Celebrity is a status, an honor, bestowed upon you by others. You can't just take a class, or purchase a license for fame. It isn't "earned" and it certainly isn't measurable through empirical evidence.
But for artists and performers, celebrity status is currency; it gets them more work. To some it is just as intoxicating as greed of money, for sure. Some will even kill for it.
That doesn't in any way imply that anyone should assume anyone that has been given celebrity status to be "available" 24/7/365, but that is how we, collectively, treat them. That is a failing of our character, not theirs. We build them up to unrealistic stature, pay them ridiculously high 'salaries', give them demigod status, and then a blink of an eye later we deride them for enjoying those same rewards. That's the hypocrisy you're searching for.
I'm no fan of Bieber at all (can't stand the vacuous little twerp, to be honest). But taking a dim view of his choice of a vocation that pays very well up front if you're lucky, and provides him with a respectable amount of residual income is small minded thinking, if you ask me. Financial freedom from earning a good living in your working years, and having residual income to live out your retirement is the very embodiment of the American dream. They're poster fodder for capitalism!
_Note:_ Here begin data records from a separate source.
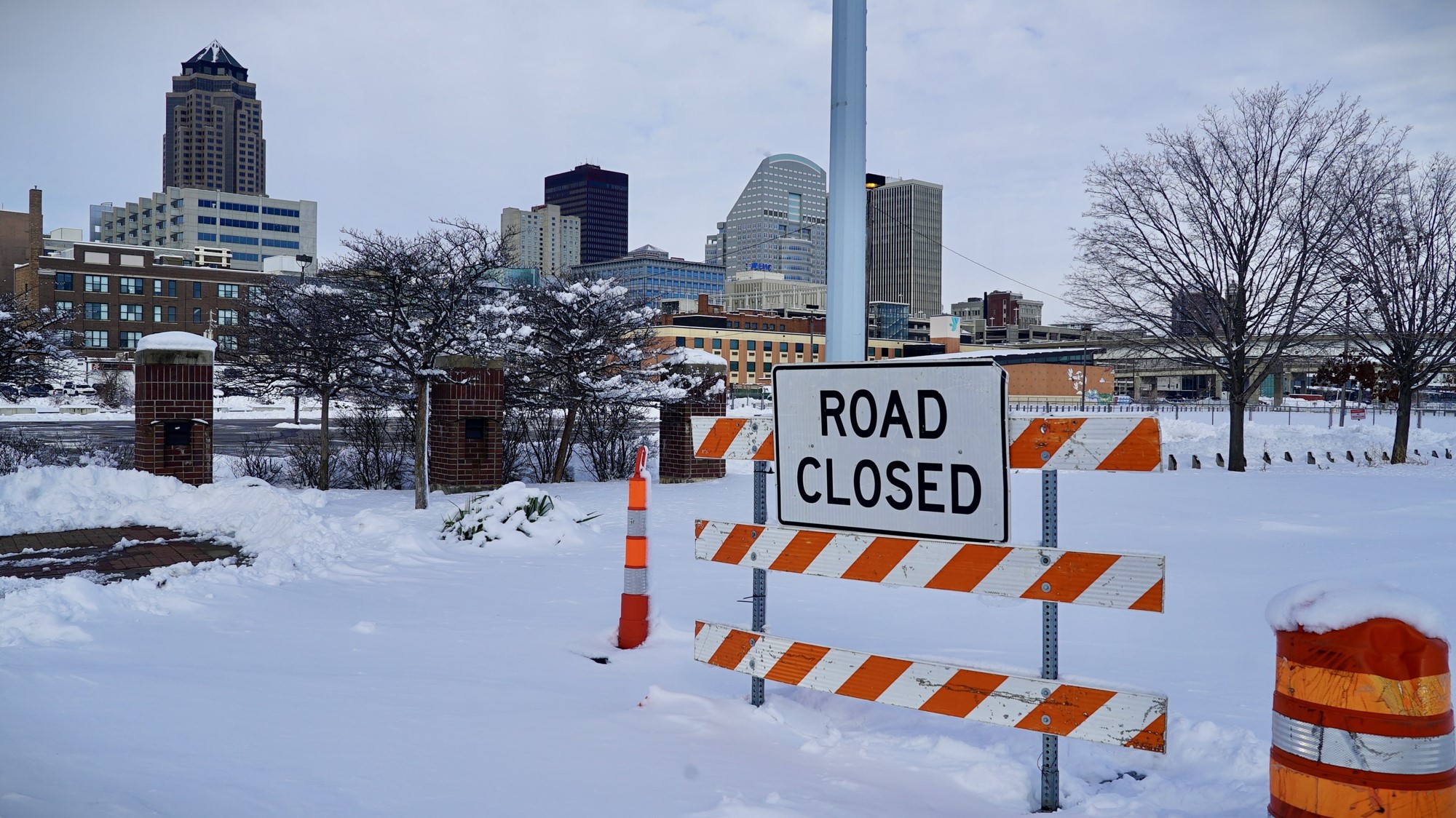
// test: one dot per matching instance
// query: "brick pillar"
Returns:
(175, 407)
(707, 400)
(465, 426)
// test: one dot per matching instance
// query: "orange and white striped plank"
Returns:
(1090, 445)
(1090, 714)
(1053, 576)
(733, 439)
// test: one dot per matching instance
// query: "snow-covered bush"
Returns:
(512, 510)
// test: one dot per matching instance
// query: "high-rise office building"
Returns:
(780, 225)
(542, 238)
(903, 245)
(215, 135)
(599, 199)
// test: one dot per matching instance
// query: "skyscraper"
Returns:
(780, 225)
(599, 199)
(903, 245)
(215, 135)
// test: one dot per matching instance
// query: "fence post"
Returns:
(1362, 707)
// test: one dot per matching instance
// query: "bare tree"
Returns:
(1218, 245)
(590, 343)
(1400, 260)
(33, 341)
(305, 334)
(423, 298)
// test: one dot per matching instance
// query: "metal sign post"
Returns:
(1051, 778)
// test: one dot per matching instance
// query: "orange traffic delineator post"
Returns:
(1362, 724)
(633, 628)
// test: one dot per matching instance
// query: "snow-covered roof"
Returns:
(177, 341)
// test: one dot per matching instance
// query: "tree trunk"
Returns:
(1237, 408)
(324, 440)
(1403, 421)
(558, 472)
(422, 442)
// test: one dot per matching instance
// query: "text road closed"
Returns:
(912, 449)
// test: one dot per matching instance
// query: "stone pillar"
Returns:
(465, 426)
(707, 400)
(175, 407)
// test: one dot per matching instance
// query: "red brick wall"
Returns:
(676, 462)
(459, 465)
(171, 391)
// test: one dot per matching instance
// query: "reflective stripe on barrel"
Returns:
(1362, 724)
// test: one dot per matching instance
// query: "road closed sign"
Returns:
(898, 448)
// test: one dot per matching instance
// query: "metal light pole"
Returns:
(845, 314)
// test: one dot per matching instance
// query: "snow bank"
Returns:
(1330, 605)
(177, 341)
(697, 357)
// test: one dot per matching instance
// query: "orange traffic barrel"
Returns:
(1362, 707)
(633, 627)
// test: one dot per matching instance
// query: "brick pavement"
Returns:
(113, 554)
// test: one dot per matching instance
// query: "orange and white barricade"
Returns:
(1364, 712)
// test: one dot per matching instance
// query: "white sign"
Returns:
(898, 448)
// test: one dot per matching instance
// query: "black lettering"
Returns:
(826, 413)
(927, 487)
(804, 494)
(874, 472)
(854, 413)
(933, 395)
(957, 469)
(829, 484)
(890, 475)
(896, 414)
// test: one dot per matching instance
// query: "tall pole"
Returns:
(845, 318)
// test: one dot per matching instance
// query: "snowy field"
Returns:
(362, 666)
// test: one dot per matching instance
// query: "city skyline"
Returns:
(1026, 97)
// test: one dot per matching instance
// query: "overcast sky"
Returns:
(391, 114)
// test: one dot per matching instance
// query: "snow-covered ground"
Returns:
(362, 666)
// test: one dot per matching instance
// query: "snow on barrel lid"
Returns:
(1333, 605)
(177, 341)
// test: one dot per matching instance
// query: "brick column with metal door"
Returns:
(174, 407)
(465, 426)
(708, 398)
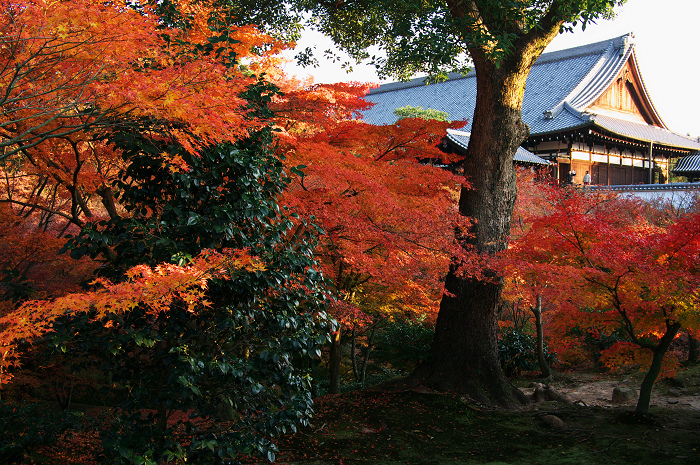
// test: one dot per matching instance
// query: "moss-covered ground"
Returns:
(378, 427)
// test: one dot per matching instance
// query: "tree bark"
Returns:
(655, 368)
(334, 359)
(542, 362)
(693, 347)
(464, 354)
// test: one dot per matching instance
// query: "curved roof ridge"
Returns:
(646, 91)
(600, 76)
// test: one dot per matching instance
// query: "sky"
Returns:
(667, 36)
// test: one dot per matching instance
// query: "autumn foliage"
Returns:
(605, 263)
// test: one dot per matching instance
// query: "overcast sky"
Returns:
(667, 34)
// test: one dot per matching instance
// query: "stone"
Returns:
(621, 395)
(553, 422)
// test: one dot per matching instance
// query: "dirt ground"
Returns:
(597, 390)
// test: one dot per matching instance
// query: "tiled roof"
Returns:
(688, 164)
(461, 139)
(559, 88)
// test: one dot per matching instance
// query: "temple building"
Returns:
(587, 109)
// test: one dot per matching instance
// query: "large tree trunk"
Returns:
(545, 370)
(464, 354)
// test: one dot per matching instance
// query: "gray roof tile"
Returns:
(688, 164)
(562, 83)
(461, 139)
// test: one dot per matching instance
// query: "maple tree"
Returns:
(503, 39)
(614, 263)
(210, 301)
(387, 209)
(74, 70)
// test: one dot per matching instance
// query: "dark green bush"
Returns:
(26, 426)
(518, 352)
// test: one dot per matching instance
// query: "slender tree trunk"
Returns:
(544, 367)
(334, 358)
(368, 351)
(655, 368)
(353, 355)
(693, 347)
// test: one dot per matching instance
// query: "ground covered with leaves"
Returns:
(376, 427)
(409, 427)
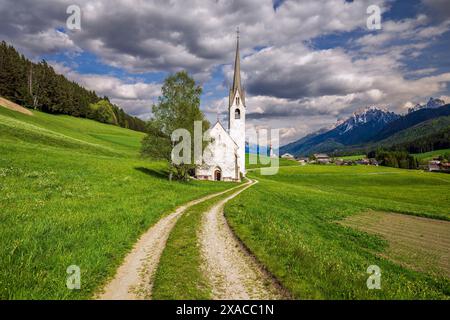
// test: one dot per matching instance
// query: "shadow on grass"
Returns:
(159, 174)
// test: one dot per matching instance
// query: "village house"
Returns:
(322, 158)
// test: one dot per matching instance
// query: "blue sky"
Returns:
(305, 64)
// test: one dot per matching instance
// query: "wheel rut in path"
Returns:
(231, 270)
(134, 278)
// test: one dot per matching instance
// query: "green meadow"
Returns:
(299, 237)
(75, 192)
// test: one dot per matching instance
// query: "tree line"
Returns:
(38, 86)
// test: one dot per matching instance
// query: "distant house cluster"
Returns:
(323, 158)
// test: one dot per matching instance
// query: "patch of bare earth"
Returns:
(232, 272)
(14, 106)
(421, 244)
(134, 278)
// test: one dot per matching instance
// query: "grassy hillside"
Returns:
(281, 162)
(75, 192)
(299, 237)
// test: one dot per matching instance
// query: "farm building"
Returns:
(287, 156)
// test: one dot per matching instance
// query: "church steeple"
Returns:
(237, 87)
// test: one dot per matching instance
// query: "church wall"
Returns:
(220, 153)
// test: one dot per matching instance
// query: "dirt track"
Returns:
(133, 279)
(232, 272)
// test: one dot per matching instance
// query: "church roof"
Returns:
(219, 124)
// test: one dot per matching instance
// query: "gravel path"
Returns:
(133, 280)
(233, 273)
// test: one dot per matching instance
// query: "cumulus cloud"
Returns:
(290, 84)
(136, 98)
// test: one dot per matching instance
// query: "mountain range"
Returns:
(375, 127)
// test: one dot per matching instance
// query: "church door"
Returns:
(217, 175)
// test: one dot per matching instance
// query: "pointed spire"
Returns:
(237, 67)
(237, 75)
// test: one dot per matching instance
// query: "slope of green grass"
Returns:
(427, 156)
(296, 234)
(74, 192)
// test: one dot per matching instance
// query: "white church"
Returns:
(224, 157)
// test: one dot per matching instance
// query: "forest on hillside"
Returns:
(37, 86)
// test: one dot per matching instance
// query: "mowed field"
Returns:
(318, 229)
(75, 192)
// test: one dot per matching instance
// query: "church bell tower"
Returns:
(236, 110)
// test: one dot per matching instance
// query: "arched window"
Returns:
(237, 114)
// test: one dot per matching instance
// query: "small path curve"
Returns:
(133, 279)
(231, 270)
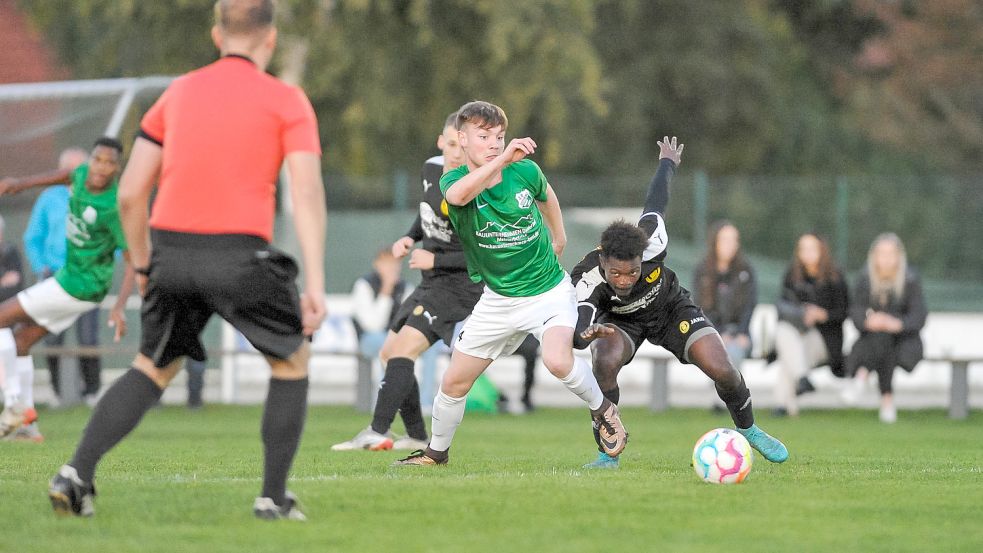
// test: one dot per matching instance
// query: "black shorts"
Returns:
(676, 330)
(241, 278)
(435, 310)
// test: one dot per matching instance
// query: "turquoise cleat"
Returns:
(769, 446)
(603, 461)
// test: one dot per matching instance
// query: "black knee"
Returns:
(606, 369)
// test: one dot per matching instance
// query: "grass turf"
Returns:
(185, 481)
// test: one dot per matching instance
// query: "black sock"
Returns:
(614, 396)
(738, 401)
(283, 422)
(396, 385)
(117, 413)
(412, 414)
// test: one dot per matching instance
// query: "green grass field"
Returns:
(185, 481)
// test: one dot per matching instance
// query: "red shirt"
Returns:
(224, 130)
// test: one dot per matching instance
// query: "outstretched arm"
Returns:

"They want to be left alone when it suits them but want an audience when it suits them as well..." That pretty much sums up the human condition, Mike. Performers just do their thing on a larger scale than most people are capable; that's why they're performers.
The bottom line really is that even if Bieber had been in the Ferrari, there was no show happening that day except the idiotic antics of a fame crazed wannabe paparazzi. The "show" is up on the stage, not on the 405.